Los Altos Hills, California
Profession vs. Company?
I read Ethix from perspective of a licensed professional engineer and nuclear safety engineer in the U.S. Department of Energy. I get to deal with issues like a world awash in nuclear weapons material in my profession. In my employment, I get to face issues like those faced by “Baghdad Bob”: to speak the truth to the “powers that be” is a one-way ticket to career oblivion. Not a very hopeful combination. Ethix seems to be in obstinate denial of the realities employed members of recognized professions can face in trying to reconcile their obligations to their professions and the public . . . [with their obligations to] employers whose tacit (or not so tacit) policy to concerned employees, members of professions or not, is “the only right a concerned employee has is the right to seek employment elsewhere.” For instance Jonathan Klein’s company likely employs members of several recognized professions. Is there anything in Getty principles that recognizes the obligations those employees have to their professions regarding their workplace competency and ethics? No. Ditto every other company you have highlighted.

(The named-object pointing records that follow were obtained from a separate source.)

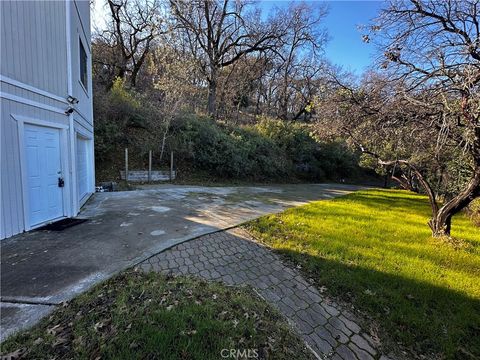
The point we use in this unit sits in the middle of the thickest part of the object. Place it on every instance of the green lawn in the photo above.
(374, 249)
(149, 316)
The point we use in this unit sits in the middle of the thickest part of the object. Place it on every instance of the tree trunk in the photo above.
(441, 221)
(212, 93)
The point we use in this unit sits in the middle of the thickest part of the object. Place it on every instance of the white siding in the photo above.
(33, 31)
(34, 85)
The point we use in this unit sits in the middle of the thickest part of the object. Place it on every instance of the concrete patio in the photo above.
(42, 269)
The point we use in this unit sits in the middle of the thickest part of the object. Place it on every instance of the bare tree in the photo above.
(301, 50)
(426, 105)
(133, 27)
(224, 32)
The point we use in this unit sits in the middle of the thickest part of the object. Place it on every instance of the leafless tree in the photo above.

Professional societies talk a great game about professional ethics to everyone — except the employers of their members. Then they are mute, as are their members, by and large. And Ethix is helping enable it.
Joe Carson, P.E.
I am a systems analyst but one of my majors in college was theology, with my primary interest in ethics. I was surprised to see your “Oxymoron” ad in the 4.21.03 issue of InfoWorld given that I have just heard a story on NPR and read an article somewhere stating that a business’s only obligation is to its shareholders; no responsibility to society, environment, humanity, etc. I look forward to seeing your take on it. What got you started? It is always interesting to hear what makes people give up the security of working for someone and strapping yourself to the front of a ship!